Local business owners anticipating economic boost from riverboats
BATON ROUGE- The American Queen sits right at this docking site on the Mississippi River. It's on an eight-day cruise, bringing people from all over the world on its voyage from Memphis, Tennessee to New Orleans.
"After Katrina, basically all riverboats traffic stopped for several years," said Davis Rhorer, the Executive Director for the Downtown Development District.
The cruise line business resumed in 2012. Fast forward to today, more people are starting to hop on board.
"We had riverboats, but we never had this many before," Rhorer said.
Based on the 2019 Riverboat schedule, there will be 109 riverboat dockings in the city.
"We did see this as a win-win for Baton Rouge because of the economic impact that it brought," said Karron Alford, Director of Marketing and Technology for Visit Baton Rouge.
There are more than 400 passengers aboard the American Queen.
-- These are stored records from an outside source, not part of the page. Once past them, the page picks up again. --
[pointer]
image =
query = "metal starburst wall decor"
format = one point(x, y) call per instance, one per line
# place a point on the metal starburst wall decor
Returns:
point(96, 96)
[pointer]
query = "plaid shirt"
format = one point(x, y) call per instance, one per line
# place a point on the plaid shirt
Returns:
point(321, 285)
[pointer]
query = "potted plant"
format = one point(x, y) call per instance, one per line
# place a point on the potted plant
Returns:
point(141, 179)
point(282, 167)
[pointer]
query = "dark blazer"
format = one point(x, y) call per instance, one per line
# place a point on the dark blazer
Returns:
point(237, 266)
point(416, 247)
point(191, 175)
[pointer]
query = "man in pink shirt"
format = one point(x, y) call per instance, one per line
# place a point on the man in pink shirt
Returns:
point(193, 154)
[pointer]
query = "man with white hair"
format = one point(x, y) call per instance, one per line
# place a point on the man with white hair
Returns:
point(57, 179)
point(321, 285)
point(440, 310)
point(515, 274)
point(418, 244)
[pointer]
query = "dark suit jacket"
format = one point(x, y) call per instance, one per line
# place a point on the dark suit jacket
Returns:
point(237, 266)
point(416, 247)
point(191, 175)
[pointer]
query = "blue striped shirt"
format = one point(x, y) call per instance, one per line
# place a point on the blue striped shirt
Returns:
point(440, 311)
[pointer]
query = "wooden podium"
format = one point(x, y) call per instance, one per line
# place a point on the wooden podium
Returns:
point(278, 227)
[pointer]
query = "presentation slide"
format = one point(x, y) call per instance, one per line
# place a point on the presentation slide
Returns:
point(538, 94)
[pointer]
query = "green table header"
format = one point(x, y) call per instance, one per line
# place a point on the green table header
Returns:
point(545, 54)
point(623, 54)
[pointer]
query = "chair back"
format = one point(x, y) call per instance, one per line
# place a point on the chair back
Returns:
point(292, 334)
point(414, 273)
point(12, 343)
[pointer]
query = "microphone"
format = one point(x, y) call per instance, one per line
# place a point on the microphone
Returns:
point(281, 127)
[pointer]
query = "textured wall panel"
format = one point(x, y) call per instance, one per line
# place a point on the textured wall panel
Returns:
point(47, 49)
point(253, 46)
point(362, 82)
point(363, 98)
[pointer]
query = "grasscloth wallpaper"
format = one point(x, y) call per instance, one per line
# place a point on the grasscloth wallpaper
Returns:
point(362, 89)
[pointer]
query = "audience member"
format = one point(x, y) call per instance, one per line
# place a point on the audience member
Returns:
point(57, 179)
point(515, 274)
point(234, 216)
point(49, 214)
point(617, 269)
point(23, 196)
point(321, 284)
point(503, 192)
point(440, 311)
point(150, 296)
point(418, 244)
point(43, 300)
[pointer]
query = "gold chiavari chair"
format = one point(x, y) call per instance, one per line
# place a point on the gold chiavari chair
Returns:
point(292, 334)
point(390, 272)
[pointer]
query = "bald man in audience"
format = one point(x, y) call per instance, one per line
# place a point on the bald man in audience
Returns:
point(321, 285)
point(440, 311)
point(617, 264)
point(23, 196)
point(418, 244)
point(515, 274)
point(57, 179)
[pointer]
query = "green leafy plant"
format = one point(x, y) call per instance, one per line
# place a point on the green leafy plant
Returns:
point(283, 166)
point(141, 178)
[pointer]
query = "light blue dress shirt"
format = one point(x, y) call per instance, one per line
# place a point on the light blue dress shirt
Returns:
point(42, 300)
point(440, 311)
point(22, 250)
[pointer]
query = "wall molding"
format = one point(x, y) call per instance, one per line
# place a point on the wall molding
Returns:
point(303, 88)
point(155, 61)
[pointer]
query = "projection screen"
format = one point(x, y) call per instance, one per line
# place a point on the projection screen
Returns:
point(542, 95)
That means you have 400 more people touring all over different parts of the city, whether it be dining in or shopping.
"We knew that during slow periods, when these boats were docked, that people would go into the local attractions and the Museums," Alford said.
And for the business, this means one thing: an economic win. This what the LSU's Museum of Arts Shopping Center is experiencing now.
"We estimate about 15 percent of our sales are now coming from the riverboat. Visitors are tourists and about 30 percent of the visitors to the museum upstairs, " Executive Director Daniel Stetson said.
Stetson says the riverboats in the area makes a big difference.
"There was one month when they were off for a while doing repairs, we saw a dramatic decline actually in our store sales," Stetson said.
In 2018, a total of 18,000 people participated in riverboat cruises. They expect that number to rise this year.
For 2020, there are already two dockings added to the schedule.